Rogers made his first appearance as Anthony Rogers in Nowlan’s Armageddon 2419 A.D. The character was born in 1898 and became a veteran of the Great War. He started working for the American Radioactive Gas Corporation investigating reports of unusual phenomena in abandoned coal mines near Wyoming Valley in Pennsylvania in the 1920s. Unfortunately, Rogers was exposed to radioactive gas and fell into some sort of suspended animation for almost 500 years. Waking up in 2419, Rogers wanders around, thinking he had only been asleep for a few hours. However, he meets Wilma Deering and she invites him to her gang. Their leader struggles with the Hans who rule North America from 15 great cities they established across the continent. They ignored the Americans who were left to fend for themselves in the forests and mountains as their advanced technology prevented the need for slave labor. In the sequel,, six months have passed and the hunter is now the hunted. Rogers is now a gang leader and his forces, as well as the other American gangs, have surrounded the cities and are attacking constantly. The airlords are determined to use their fleet of airships to break the siege. In 1933, Nowlan and Calkins co-wrote Buck Rogers in the 25th Century, a novella that retold the origin of Buck Rogers and also summarized some of his adventures.

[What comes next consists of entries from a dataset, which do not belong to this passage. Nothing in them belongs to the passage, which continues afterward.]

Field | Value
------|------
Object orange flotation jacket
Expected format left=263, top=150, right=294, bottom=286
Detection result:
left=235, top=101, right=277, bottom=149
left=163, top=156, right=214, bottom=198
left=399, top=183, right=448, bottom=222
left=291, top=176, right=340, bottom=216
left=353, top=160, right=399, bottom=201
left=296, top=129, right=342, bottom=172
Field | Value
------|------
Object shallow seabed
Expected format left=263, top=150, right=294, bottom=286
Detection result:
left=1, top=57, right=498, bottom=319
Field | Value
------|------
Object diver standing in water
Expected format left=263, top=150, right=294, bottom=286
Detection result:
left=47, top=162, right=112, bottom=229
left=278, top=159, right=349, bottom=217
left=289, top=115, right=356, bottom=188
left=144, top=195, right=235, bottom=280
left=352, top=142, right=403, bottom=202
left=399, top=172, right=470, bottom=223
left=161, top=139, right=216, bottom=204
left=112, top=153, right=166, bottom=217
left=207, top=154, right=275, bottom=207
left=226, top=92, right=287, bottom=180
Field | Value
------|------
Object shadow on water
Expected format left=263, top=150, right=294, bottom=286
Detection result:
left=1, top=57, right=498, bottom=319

The Buck Rogers in the 25th Century A.D. comic strip debuted on January 7, 1929, on the same day the Tarzan comic strip debuted. In the comic, he also meets Wilma and is admitted to her gang. A Sunday strip was later added to Buck Rogers’ daily strip and was reprinted in Big Little Books. Buck Rogers became famous enough to also inspire further newspaper syndicates to launch their own science fiction strips, the most popular probably being Flash Gordon, Jack Swift, Don Dixon and the Hidden Empire, as well as John Carter of Mars.
The Buck Rogers radio program started in 1932 and is assumed to be the first science-fiction program on radio. In the show, Buck also found himself in the 25th century and the actors Matt Crowley, Curtis Arnall, Carl Frank and John Larkin all voiced him at various times.
Buck Rogers’ influence on popular culture is quite large. Rogers’ comic strip is featured in Steven Spielberg’s blockbuster Sci-fi movie, E.T. the Extra-Terrestrial. ET is inspired to create a makeshift communicating device by copying Buck Rogers. In 1999, the series Futurama was highly influenced by themes and characters from the Buck Rogers comic strip.